# Composite/HDMI to coax adapter?



## bratboy (Apr 5, 2008)

I was wondering if anyone has come across an adapter that will convert either a Component or HDMI connector to a coax one? Since none of the current DTV DVR's have a coax out I' thought maybe could use some sort of adapter to convert one of the outputs so its carried thru a coax cable to my TV card


----------



## Mertzen (Dec 8, 2006)

Better just to get a $25 RF converter. It takes RCA composite and turns out coax. Since it is SD anyway there really is no need to down covert from HDMI. 
SD DVRs do have them though.


----------



## Stuart Sweet (Jun 19, 2006)

Mertzen is right. Any NTSC/RF Modulator that you'd get at Radio Shack ought to do the trick.


----------



## veryoldschool (Dec 10, 2006)

bratboy said:


> I was wondering if anyone has come across an adapter that will convert either a Composite or HDMI connector to a coax one? Since none of the current DTV DVR's have a coax out I' thought maybe could use some sort of adapter to convert one of the outputs so its carried thru a coax cable to my TV card


"composite" or "component"?
Composite should go "straight to" your TV card, as mine [two] all have composite/S-video inputs.
If your's doesn't, "got a VCR" as they have coax output with composite inputs.
"Component" is another story, and if you're trying to send it to an ASTC tuner card, good luck.


----------



## bratboy (Apr 5, 2008)

My bad, I meant a component


----------



## bobnielsen (Jun 29, 2006)

I have used one of these Philips RF modulators from WalMart and it works fine with an analog TV.


----------



## bratboy (Apr 5, 2008)

Im not really sure. I just thought maybe a component plus audio adapter would work so I could send the signal to my computers TV card since it can see HD via a cable company's Coax line.


----------



## veryoldschool (Dec 10, 2006)

bratboy said:


> Im not really sure. I just thought maybe a component plus audio adapter would work so I could send the signal to my computers TV card since it can see HD via a cable company's Coax line.

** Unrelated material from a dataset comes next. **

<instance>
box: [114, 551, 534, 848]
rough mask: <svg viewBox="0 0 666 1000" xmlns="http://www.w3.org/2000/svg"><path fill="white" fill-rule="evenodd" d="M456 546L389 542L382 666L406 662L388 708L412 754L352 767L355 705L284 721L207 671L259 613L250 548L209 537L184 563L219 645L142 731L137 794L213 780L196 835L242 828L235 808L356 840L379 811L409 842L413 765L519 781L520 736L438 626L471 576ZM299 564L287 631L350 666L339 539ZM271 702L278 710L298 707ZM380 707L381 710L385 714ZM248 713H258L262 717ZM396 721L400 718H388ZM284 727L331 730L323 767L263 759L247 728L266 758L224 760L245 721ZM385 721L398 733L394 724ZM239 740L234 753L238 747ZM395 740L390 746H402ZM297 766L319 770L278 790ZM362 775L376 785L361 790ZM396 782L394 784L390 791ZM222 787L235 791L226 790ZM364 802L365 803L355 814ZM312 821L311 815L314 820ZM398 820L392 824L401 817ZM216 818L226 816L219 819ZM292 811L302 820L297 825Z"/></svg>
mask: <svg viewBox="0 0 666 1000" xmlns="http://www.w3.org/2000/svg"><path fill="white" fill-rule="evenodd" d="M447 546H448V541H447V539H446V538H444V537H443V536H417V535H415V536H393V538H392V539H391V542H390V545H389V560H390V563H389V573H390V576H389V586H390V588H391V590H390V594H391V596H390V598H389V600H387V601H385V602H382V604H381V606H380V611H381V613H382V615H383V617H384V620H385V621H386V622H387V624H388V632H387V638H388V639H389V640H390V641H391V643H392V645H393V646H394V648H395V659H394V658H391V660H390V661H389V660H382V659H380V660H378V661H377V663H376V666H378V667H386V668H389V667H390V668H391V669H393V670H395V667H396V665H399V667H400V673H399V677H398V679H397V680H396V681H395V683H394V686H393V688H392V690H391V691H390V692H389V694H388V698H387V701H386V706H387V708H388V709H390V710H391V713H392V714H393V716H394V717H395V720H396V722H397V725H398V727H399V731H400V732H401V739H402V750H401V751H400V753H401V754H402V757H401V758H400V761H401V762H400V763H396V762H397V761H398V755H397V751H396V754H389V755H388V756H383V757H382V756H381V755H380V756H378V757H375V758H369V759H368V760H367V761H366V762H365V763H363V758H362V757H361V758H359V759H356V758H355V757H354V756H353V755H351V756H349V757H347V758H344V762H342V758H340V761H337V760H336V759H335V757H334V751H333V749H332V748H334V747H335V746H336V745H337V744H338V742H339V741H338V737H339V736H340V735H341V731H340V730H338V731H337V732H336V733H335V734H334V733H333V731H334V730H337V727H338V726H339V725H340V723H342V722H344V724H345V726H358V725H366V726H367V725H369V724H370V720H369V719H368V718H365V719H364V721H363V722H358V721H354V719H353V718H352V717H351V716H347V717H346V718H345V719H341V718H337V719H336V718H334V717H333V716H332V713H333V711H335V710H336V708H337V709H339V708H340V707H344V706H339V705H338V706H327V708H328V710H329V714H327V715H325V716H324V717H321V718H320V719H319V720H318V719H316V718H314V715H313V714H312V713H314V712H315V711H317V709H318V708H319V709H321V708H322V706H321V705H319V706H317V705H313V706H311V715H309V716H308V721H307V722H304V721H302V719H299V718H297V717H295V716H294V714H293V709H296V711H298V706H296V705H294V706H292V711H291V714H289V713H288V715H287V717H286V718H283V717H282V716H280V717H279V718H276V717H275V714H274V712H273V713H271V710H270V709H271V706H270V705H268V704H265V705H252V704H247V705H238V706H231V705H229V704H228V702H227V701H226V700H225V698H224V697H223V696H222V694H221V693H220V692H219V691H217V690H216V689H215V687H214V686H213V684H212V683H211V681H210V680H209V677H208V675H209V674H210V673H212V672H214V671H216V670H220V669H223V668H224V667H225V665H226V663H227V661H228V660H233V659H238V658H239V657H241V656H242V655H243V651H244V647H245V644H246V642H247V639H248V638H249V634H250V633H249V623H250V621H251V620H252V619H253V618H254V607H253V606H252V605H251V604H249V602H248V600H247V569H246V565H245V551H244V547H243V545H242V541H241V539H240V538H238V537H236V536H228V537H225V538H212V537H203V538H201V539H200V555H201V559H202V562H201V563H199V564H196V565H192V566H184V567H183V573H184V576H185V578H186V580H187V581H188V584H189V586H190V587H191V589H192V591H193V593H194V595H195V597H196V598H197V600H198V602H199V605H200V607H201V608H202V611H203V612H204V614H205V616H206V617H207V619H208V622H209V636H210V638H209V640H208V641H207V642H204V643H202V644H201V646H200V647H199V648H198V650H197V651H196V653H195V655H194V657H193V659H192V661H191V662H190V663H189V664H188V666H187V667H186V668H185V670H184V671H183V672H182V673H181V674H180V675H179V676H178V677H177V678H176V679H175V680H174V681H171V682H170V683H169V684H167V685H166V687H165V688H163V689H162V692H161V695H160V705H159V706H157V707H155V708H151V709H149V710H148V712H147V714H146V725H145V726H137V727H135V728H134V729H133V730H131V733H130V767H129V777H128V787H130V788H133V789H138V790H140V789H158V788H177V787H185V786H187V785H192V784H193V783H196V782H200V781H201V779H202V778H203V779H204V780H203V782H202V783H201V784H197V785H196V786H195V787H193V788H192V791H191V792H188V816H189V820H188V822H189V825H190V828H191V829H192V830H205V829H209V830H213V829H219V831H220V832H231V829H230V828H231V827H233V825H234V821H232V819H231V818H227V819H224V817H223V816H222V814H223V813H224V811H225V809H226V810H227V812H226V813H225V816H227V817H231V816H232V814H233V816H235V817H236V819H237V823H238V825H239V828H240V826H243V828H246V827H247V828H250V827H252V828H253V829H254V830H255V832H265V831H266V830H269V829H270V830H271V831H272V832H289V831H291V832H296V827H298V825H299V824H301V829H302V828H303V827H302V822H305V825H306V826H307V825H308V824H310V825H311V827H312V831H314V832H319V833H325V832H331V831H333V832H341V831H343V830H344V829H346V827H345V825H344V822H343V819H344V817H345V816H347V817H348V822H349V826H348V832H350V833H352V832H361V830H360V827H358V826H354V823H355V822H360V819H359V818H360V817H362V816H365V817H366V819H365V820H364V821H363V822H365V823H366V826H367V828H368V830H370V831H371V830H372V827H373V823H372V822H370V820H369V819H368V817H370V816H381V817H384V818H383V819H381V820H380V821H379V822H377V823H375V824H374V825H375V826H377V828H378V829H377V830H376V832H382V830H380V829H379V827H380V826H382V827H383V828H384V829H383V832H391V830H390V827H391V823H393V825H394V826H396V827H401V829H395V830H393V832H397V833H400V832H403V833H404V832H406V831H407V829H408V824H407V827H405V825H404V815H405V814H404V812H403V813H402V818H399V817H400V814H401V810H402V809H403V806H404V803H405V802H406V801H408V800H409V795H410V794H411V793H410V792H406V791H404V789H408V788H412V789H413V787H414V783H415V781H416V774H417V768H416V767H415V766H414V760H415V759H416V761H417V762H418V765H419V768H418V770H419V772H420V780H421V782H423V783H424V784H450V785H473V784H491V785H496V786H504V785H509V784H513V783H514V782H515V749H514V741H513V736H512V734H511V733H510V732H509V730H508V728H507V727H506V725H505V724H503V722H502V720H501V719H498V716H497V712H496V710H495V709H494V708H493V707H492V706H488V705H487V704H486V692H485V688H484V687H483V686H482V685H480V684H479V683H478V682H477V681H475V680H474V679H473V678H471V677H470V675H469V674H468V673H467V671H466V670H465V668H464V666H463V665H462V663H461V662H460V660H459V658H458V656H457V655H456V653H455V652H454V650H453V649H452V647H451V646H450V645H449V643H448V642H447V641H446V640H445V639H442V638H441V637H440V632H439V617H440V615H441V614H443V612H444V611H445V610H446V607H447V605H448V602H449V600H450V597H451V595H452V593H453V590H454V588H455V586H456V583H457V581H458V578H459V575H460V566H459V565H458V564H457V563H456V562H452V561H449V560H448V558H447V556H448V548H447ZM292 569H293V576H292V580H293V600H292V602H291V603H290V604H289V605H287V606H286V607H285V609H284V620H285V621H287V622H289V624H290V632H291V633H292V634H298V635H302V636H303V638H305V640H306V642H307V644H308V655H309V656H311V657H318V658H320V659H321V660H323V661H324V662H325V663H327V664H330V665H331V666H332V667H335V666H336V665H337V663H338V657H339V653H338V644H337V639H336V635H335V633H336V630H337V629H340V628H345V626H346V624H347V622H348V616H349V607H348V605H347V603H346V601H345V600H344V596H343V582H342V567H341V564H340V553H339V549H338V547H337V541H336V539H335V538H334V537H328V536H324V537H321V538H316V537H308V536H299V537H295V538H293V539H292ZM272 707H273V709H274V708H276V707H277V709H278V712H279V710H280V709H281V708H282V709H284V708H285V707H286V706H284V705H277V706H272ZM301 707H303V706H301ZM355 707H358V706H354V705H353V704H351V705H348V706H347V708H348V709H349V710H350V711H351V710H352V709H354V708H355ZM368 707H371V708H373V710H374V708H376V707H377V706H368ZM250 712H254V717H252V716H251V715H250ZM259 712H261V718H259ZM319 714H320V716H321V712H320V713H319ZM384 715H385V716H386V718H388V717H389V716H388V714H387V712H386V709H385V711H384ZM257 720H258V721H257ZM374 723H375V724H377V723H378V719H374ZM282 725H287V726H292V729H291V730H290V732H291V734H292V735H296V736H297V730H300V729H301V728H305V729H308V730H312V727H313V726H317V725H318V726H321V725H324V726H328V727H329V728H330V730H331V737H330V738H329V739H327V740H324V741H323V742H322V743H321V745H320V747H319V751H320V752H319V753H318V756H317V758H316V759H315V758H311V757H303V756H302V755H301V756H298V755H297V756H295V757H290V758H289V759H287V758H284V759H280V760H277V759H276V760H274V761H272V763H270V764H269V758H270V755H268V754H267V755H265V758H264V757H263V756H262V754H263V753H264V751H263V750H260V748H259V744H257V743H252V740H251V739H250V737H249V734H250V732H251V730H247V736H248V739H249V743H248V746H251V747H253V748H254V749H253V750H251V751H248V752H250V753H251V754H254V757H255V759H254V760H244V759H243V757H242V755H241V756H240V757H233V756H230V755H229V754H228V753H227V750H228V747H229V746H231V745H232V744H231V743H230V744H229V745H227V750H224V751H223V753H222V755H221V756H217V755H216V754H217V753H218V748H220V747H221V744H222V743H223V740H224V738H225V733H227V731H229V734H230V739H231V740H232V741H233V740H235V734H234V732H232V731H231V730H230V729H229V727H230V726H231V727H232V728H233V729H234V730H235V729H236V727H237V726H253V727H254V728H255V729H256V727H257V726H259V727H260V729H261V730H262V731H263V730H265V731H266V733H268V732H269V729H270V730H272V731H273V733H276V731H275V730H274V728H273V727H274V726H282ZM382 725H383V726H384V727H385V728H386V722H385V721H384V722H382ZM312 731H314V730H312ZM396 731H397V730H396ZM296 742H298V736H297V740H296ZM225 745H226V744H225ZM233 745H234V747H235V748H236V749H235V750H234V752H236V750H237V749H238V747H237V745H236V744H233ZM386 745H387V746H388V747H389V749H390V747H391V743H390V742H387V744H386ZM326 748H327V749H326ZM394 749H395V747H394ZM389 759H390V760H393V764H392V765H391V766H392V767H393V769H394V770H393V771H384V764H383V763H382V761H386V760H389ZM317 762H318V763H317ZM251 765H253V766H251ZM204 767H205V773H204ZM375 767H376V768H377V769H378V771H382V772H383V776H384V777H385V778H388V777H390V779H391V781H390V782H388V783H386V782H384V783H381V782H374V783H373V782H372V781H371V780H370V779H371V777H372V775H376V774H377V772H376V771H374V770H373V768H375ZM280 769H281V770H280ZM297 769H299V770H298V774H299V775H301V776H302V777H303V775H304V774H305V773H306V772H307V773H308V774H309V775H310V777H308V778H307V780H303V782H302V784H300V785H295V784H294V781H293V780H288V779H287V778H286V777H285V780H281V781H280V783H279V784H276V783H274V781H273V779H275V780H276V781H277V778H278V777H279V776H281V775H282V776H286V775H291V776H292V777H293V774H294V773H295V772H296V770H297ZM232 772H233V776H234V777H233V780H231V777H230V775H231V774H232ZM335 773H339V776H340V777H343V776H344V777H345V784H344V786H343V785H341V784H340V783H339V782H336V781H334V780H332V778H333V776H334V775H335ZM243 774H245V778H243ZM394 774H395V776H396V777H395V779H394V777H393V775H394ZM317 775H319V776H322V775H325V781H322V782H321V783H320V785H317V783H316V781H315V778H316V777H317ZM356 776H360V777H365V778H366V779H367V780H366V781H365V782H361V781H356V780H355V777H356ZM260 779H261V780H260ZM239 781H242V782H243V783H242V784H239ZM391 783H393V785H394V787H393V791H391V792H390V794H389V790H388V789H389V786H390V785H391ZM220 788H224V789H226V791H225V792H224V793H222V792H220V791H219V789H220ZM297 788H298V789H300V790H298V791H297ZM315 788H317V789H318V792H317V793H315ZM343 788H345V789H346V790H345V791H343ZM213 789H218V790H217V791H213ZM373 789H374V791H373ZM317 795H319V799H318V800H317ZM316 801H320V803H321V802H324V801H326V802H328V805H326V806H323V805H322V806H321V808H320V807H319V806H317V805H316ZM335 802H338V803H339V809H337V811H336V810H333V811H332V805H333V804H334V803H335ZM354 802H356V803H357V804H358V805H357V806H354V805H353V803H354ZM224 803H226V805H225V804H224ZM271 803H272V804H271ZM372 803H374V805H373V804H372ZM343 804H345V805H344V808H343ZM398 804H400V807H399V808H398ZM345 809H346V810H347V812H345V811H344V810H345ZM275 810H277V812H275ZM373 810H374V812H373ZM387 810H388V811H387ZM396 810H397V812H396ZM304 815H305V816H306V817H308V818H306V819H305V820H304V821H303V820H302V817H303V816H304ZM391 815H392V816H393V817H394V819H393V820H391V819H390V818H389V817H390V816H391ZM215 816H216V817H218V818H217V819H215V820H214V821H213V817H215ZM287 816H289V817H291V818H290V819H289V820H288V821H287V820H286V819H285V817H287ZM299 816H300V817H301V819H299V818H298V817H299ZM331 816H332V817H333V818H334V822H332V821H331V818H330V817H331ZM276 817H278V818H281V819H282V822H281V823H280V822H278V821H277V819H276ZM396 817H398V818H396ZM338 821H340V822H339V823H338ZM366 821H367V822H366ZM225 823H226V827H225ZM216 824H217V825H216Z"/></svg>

"The problem is" you would need a ATSC modulator and encoder to take the video and encoded it into MPEG-2, then modulate it into ATSC digital. Not cheap


----------



## techrep (Sep 15, 2007)

bratboy said:


> Im not really sure. I just thought maybe a component plus audio adapter would work so I could send the signal to my computers TV card since it can see HD via a cable company's Coax line.


You may have a Quam/ATSC issue. ATI makes a card with ATSC tuners.


----------



## techrep (Sep 15, 2007)

veryoldschool said:


> "The problem is" you would need a ATSC modulator and encoder to take the video and encoded it into MPEG-2, then modulate it into ATSC digital. Not cheap


Sorry VOS, I didn't mean to step on you. Your just "faster on the draw" than I am.


----------



## bratboy (Apr 5, 2008)

My card does have ATSC tuner. Its a Hauppauge Win-HVR-1800
http://www.hauppauge.com/site/products/data_hvr1800.html

"Dual tuner PCI Express NTSC/ATSC/QAM TV tuner board for Windows Vista. Watch and record analog cable TV plus hi-definition ATSC or clear QAM digital TV on your PC!"


----------



## veryoldschool (Dec 10, 2006)

bratboy said:


> My card does have ATSC tuner. Its a Hauppauge Win-HVR-1800
> http://www.hauppauge.com/site/products/data_hvr1800.html
> 
> "Dual tuner PCI Express NTSC/ATSC/QAM TV tuner board for Windows Vista. Watch and record analog cable TV plus hi-definition ATSC or clear QAM digital TV on your PC!"


"right" that is the "decoder", but you need the "encoder" [see my earlier post].


----------



## Johnnie5000 (Mar 26, 2008)

Unless its OTA, you're not going to get HD on your cpu via coax.


----------